Time to call in an experienced atty
We use Intuits merchant account and have had problems. Intuit is HUGE. You never talk to the same person twice. I can’t honestly say the issues we’ve had with them were do to the fact we manufacture firearms. In our case at least they just SUCK.
Intuit/Quickbooks does suck. Their customer relations department is non existent because they know once Quickbooks is how your small business accounting is structured on they have you by the short hairs.
so much for the customer is always right ?
@Bad_Brad – Over at TTAG, one of the comments suggested looking at Sage (formerly Peachtree) software as an alternative to QB. If I were you (and I know I’m not) I’d be working on getting away from Intuit as fast as possible. You’re exactly the kind of business they want to dump, and dump as rudely as possible.
Joe6Pak/UncleAl
If you run your payroll through Quickbooks they really have you by the short hairs. We’ve been running Quickbooks for ever. I much preferred them when you were not constantly connected on line with them. The problem with switching is they integrate with out shop management/erp system.
So, are they saying a Baker does not have to make a wedding cake for a same sex couple? I’m down with that by the way. I’m not down with the double standards.
If I had the know how I’d be coming up with an Intuit/Quickbooks alternative.
Free Market baby!
So H&R Block pushed for Obamacare and now Intuit/Turbo Tax is punishing gun companies and contributing to PP.
Anyone know of an alternative to doing your own taxes?
Uncle Al/Bad_Brad:
I have used PeachTree (Sage) for over 25 years, (turned onto it in the Army, which was using PeachText 5000 productivity suite for the newly minted Windows 1.x, before adopting Enable). Have assisted clients w/Intuit’s QB Pro, but never used or liked it. PeachTree has now morphed into Sage 50cloud Accounting, which I have not used. Still running the last Peachtree Accounting Complete.
For taxes, about 8yrs ago, switched from TurboTax to H&R, specifically due to their corporate support of PP. As an undergrad, I was a contract preparer for both H&R and Jackson-Hewitt.

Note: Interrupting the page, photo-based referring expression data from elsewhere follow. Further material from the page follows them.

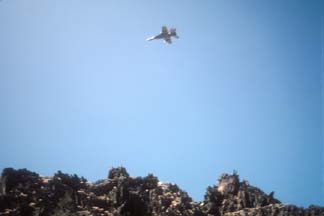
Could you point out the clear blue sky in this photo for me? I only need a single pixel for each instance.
(81, 90)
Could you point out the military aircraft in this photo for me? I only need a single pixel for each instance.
(165, 35)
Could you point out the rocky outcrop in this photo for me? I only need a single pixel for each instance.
(23, 192)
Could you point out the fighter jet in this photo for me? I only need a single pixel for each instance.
(165, 35)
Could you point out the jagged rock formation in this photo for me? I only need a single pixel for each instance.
(26, 193)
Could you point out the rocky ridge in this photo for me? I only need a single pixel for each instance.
(23, 192)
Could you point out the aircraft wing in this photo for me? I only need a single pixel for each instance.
(168, 40)
(164, 30)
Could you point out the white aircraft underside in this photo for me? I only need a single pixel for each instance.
(165, 35)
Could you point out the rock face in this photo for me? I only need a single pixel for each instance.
(23, 192)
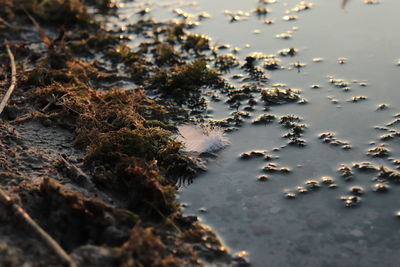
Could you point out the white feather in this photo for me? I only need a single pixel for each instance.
(202, 138)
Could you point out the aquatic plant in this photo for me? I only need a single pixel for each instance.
(276, 96)
(180, 82)
(201, 138)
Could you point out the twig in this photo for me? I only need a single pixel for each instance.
(24, 216)
(13, 79)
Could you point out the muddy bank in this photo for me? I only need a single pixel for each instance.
(93, 164)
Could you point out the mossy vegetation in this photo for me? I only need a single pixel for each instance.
(130, 152)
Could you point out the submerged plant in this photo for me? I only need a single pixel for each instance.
(202, 138)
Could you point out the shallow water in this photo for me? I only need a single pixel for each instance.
(314, 229)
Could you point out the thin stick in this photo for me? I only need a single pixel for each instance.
(13, 79)
(24, 216)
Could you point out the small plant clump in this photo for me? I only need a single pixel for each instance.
(276, 96)
(125, 139)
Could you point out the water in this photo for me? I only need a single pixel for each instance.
(315, 229)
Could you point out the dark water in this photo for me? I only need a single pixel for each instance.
(314, 229)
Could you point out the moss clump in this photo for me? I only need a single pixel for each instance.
(74, 220)
(181, 82)
(145, 248)
(58, 11)
(197, 43)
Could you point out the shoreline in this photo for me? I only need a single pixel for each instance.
(95, 166)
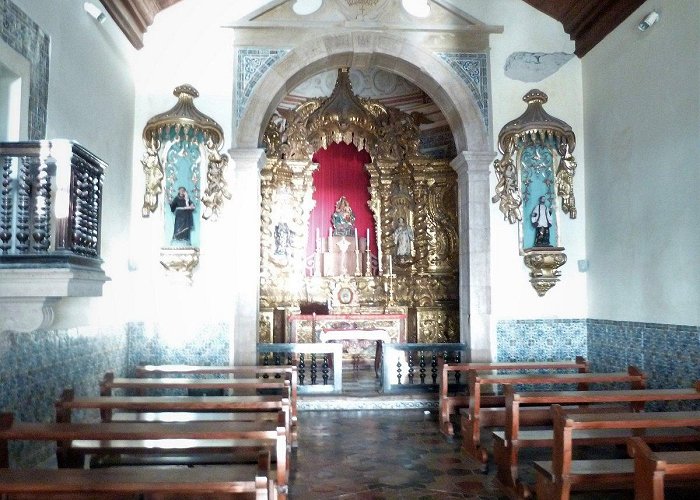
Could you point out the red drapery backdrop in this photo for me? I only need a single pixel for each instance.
(341, 172)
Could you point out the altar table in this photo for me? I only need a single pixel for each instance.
(358, 340)
(308, 327)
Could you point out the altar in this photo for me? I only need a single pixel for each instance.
(356, 342)
(309, 327)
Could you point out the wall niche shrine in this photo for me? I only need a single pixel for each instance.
(359, 224)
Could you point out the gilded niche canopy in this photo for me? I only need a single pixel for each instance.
(402, 259)
(534, 175)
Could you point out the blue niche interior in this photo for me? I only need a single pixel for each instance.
(182, 170)
(537, 180)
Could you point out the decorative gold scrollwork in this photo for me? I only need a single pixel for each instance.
(153, 172)
(217, 188)
(526, 180)
(184, 118)
(402, 184)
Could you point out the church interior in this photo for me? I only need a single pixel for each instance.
(368, 190)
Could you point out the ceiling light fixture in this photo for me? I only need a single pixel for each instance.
(306, 7)
(94, 12)
(417, 8)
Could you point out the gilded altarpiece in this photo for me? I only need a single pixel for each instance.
(406, 190)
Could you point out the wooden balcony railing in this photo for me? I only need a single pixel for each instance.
(50, 211)
(50, 202)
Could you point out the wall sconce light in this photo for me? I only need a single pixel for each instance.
(94, 12)
(648, 21)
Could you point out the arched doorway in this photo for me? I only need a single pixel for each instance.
(454, 98)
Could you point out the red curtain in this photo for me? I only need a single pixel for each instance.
(341, 172)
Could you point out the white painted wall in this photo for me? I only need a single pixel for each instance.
(642, 123)
(102, 93)
(512, 295)
(91, 101)
(205, 60)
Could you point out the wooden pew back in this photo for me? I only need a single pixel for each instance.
(449, 403)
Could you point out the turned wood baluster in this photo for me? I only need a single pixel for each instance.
(94, 204)
(421, 363)
(42, 209)
(23, 190)
(6, 206)
(302, 369)
(79, 230)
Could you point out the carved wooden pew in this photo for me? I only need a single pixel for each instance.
(241, 386)
(477, 417)
(140, 385)
(507, 443)
(74, 440)
(286, 372)
(651, 469)
(166, 409)
(556, 479)
(450, 403)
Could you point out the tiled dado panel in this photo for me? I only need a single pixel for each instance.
(540, 339)
(208, 345)
(668, 354)
(35, 367)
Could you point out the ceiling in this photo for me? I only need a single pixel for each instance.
(586, 21)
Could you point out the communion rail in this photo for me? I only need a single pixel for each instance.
(319, 365)
(416, 367)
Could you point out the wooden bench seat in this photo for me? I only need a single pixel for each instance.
(75, 439)
(651, 469)
(450, 403)
(245, 408)
(472, 420)
(507, 443)
(556, 478)
(286, 372)
(239, 386)
(248, 481)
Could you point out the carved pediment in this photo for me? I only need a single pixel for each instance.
(345, 15)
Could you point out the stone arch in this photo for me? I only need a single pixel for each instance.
(362, 49)
(450, 93)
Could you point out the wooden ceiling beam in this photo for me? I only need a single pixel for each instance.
(135, 16)
(586, 21)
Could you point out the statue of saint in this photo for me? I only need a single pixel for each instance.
(403, 236)
(541, 218)
(283, 239)
(183, 209)
(343, 218)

While I have been satisfied with H&R, I am very concerned with their current SJW policy meandering. Jackson-Hewitt now has a consumer product available, but I’ve never used it and no idea as to their SJW proclivities index. TaxAct is a good program, have assisted professional clients in getting it set-up and staying updated, but I think it is geared to professional preparers, or it used to be. I always get the Ernst & Young Tax Guide…really wish they would develop a Consumer/SMB tax-prep application suite.
Most of my personal accounting I use a combination of Parson Tech’s ancient MoneyCounts and a custom SQL database. Used Parson’s TaxCounts, until they restructured, after Bob hit mid-life and jumped ship to found GoDaddy. (Still use PT’s Pastoral edition of their QuickVerse).
Progs seem to have thoroughly infested core technologies essential for governing, commerce, and communications…so much so, I think the time is ripe for developing/fieldling alternative products, platforms, and services. We outnumber them…the markets exist.
TWD
What the fuck?!!?
ThisWeDefend
I miss the programs that were resident on my box and didn’t require linking to an organization that large.
Fucking over people who are familiar with and proficient with guns takes either massive balls or massive stupidity….
Go to flat tax, sales tax, consumption tax, whatever. Put them all out of business.